As heat must always flow from a higher to a lower temperature, the direction of the heat flow of the evaporator is from the ambient air to the evaporating refrigerant. In our preceding examples, the direction of the exergy flow aligned with the heat flow. But exergy always flows from a point of higher potential – meaning higher distance to the ambient state – to that of a lower one. In this case, the refrigerant is cooler and therefore exhibits a higher exergetic potential. This means, that the direction of the exergy flow is opposite to the heat flow direction: from the refrigerant to the ambient air.

What does this mean for our exergy analysis? The increase in exergy, i.e. the product of the process, is the hot side of the heat exchanger. Vice versa, the thermal fuel exergy stems from the evaporating refrigerant, which approaches ambient enthalpy. Therefore, we have to adjust the equations accordingly. As you can see, Eq. (22) and (23) reflect the switch up between the thermal exergy of the hot and the cold side. The mechanical exergy, i.e. in case of the heat exchanger the pressure losses, both remain part of the fuel.

(22)#\[ \dot{E}_F = \dot{E}^{PH}_{in,2} - \dot{E}^{PH}_{out,2} + \dot{E}^{M}_{in,1} - \dot{E}^{M}_{out,1}\]

(23)#\[ \dot{E}_P = \dot{E}^{T}_{out,1} - \dot{E}^{T}_{in,1}\]

Note

As you can imagine by now, the location of the ambient state has a big influence of the results of the exergy. Other constellations are possible, with the ambient temperature lying somewhere between the inlet and outlet tempereture of either side of the heat exchanger.
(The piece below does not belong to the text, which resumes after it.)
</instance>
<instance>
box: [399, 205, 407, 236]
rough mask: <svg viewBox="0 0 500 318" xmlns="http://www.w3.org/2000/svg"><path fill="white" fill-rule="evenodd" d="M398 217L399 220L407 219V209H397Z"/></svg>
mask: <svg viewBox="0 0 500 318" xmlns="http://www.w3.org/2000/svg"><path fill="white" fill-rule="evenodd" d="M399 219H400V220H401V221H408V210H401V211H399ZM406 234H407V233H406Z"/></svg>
All eqautions implemented in the exergy analysis tool of the TESPy module can be found in Witte et al. [3].

Exercise 3#

Compare the old calculation rule with the adjusted one by calculating fuel and product exergy for a range of evaporation temperatures from 2 to 15 degrees Celsius below the hot side outlet temperature. Use Ammonia as the refrigerant. Let the hot side outlet temperature be 5 degrees cooler than the inlet temperature and a heat flow of 500 kW be exchanged. Assume an inlet enthalpy of the refrigerant of 600 kJ/kg and a full evaporation.

Proposed solution 3#

Explanation

As you can see, with the wrong implementation of the fuel and product exergy both values become negative. This is not possible according to the definiton of exergy itself. With the adjusted equations, this rightfully is not the case. The product exergy is not changing with variation of the evaporation temperature, as the hot side is not impacted in the example case. On the other hand, the fuel exergy is higher, when the evaporation temperature is lower, i.e. further from the ambient state.

If you calculate the exergy destruction of the process, both calculation rules yield the same result, as the difference of two negative numbers is same, as the difference of the same positve numbers.

Lessons Learned#

After this section you should be able to perform a simple exergy analysis of a heat exchanger. You should be aware of the influence of the chosen ambient state and how the underlying equations have to be arranged. On top of that, you should have learned how the key parameters of a heat exchanger, e.g. the fluids temperatures, impact the exergy fuel and product and finally the processes exergy destruction and efficiency.